Business and Finance

Kenya says national green energy policy ready

By XINHUA

Posted  Wednesday, June 6  2012 at  13:54

Kenya has finalised a national policy that will enable ordinary citizens benefit from revenue accrued from green energy projects in the form of carbon credits paid as compensation for not emitting environmentally polluting gases when generating power.

The government confirmed on Wednesday during the World Environment Day celebrations in Nairobi that the policy is now complete and will be released to the public for debate soon.

"Our intention is to see to it that ordinary people are able to benefit from revenue generated through carbon trading," said Alexander Akusa, the Coordinator of Climate Change Coordination Unit at the Office of the Prime Minister.

The new policy has been developed by the Ministry of Finance in coordination with the Office of the Prime Minister.

Among the key proposals by the proposed policy is the introduction of a carbon credits exchange market at the Nairobi Securities Exchange (NSE) to make Kenya the hub of trading carbon credits in Africa and offer an opportunity for retail investors' benefit from this trade.

Kenya already hosts the Africa Carbon Exchange, a stock market for environment assets, where buyers bid for and buy carbon credit certificates on offer.

Carbon credit is a system where one tonne of carbon dioxide or other environmentally harmful gases are traded, giving the buyer of one unit or carbon credit the right to emit similar volume of the gas while the seller benefits from undertaking an activity that reduces the emission of a similar quantity of the harmful gases.

Beneficiaries are usually investors in green energy projects like wind power, geothermal, solar power and certain hydropower projects that do not interfere with the environment in their development or operations.

Buyers are mostly industrialized or newly industrialized countries whose industries depend on fossil fuels.

Mr Akusa said Kenya's Ministry of Environment and Mineral Resources has also developed a National Climate Change Roadmap that will add to the policy measures that are being taken to ensure the country fully benefits from the carbon credits market.

"The intention of all these policy initiatives is to ensure that the private sector drives the growth of green economy.

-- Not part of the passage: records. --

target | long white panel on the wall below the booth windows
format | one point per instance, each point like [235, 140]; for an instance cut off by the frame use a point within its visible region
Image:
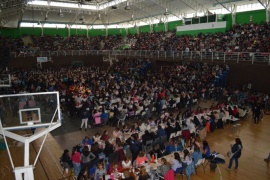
[212, 25]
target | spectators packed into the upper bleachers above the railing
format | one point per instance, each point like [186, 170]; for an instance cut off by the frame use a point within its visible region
[241, 38]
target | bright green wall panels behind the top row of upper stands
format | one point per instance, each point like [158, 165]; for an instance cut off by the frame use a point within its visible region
[241, 17]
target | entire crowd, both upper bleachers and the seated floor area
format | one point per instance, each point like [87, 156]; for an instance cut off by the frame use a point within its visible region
[130, 88]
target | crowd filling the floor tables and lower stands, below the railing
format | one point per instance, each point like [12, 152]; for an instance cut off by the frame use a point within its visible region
[131, 88]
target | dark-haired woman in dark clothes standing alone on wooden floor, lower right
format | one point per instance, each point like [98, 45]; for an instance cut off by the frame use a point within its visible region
[236, 149]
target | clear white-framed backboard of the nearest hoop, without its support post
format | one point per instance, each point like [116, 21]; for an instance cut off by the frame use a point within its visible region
[37, 108]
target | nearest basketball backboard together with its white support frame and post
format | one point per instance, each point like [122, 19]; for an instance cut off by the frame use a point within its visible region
[24, 112]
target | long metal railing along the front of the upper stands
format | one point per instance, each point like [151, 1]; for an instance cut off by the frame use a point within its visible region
[177, 55]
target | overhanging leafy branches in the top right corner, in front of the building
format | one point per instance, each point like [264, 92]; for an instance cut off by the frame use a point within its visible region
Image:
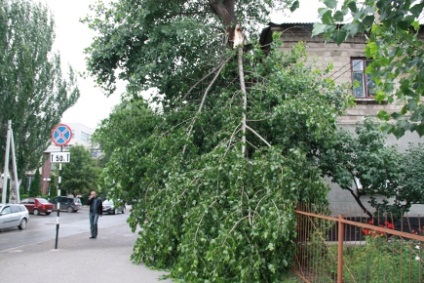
[396, 47]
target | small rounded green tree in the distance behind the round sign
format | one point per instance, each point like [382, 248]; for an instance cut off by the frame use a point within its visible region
[80, 175]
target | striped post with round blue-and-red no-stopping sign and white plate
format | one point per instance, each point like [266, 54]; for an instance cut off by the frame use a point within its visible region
[61, 135]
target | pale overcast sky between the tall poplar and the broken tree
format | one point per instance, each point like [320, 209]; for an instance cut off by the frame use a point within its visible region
[72, 37]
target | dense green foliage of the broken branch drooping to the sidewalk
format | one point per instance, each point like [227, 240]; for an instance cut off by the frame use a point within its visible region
[208, 212]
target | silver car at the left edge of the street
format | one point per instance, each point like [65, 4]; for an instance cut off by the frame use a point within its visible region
[13, 215]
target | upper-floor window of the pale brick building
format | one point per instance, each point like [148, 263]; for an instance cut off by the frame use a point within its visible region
[363, 86]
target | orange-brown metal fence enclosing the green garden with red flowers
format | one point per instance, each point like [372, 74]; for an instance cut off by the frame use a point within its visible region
[349, 249]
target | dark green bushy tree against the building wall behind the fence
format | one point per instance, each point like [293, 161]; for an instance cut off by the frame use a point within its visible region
[365, 165]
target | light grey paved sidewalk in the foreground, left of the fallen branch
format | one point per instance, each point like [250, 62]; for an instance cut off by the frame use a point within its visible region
[78, 259]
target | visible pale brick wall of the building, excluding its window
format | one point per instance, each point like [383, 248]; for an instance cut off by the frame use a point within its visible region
[323, 54]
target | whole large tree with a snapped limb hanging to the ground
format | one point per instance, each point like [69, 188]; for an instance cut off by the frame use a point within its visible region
[218, 169]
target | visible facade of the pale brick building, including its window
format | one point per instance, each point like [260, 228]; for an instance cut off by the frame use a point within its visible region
[349, 64]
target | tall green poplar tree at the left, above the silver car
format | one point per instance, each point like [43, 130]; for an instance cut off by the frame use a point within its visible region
[33, 92]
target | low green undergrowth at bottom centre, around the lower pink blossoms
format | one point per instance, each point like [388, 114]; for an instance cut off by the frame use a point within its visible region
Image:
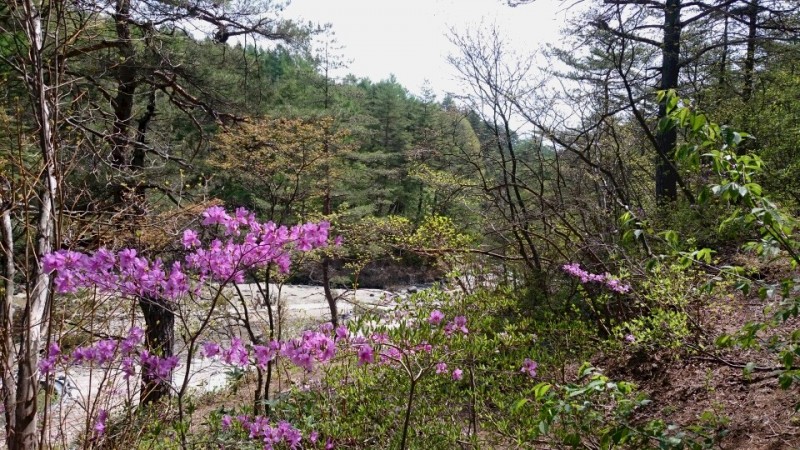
[368, 405]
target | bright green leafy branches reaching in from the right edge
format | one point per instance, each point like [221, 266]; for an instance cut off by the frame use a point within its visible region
[775, 228]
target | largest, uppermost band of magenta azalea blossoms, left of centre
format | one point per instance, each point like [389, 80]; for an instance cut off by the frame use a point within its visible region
[246, 244]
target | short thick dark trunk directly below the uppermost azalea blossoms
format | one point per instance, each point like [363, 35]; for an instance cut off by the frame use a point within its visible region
[160, 339]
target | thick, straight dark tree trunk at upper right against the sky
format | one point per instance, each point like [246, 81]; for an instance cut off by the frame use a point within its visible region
[666, 176]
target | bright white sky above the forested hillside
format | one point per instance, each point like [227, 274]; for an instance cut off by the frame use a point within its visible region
[408, 38]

We want to create awareness and also appropriate facilitation for generating income from the green activities," said Mr Akusa.

"Early this year, the Office of the Prime Minister invited all organizations dealing with climate change issues and the green economy to submit their profiles. Out of the 260 organizations that did, most are community based organisations and non-profit groups. A negligible number of them are private companies.

"We want this to change," said Akusa in an interview with new agency Xinhua in Nairobi.

Kenya is currently pursuing a deliberate policy of developing climate change adaptation projects instead of mitigation projects because the country emits insignificant volume of environmentally harmful gases.

"The beauty with climate change adaptation projects is that they help accelerate the development of a green economy in our country and enable Kenyan benefit from arising benefits like carbon credit revenues," said Mr Akusa.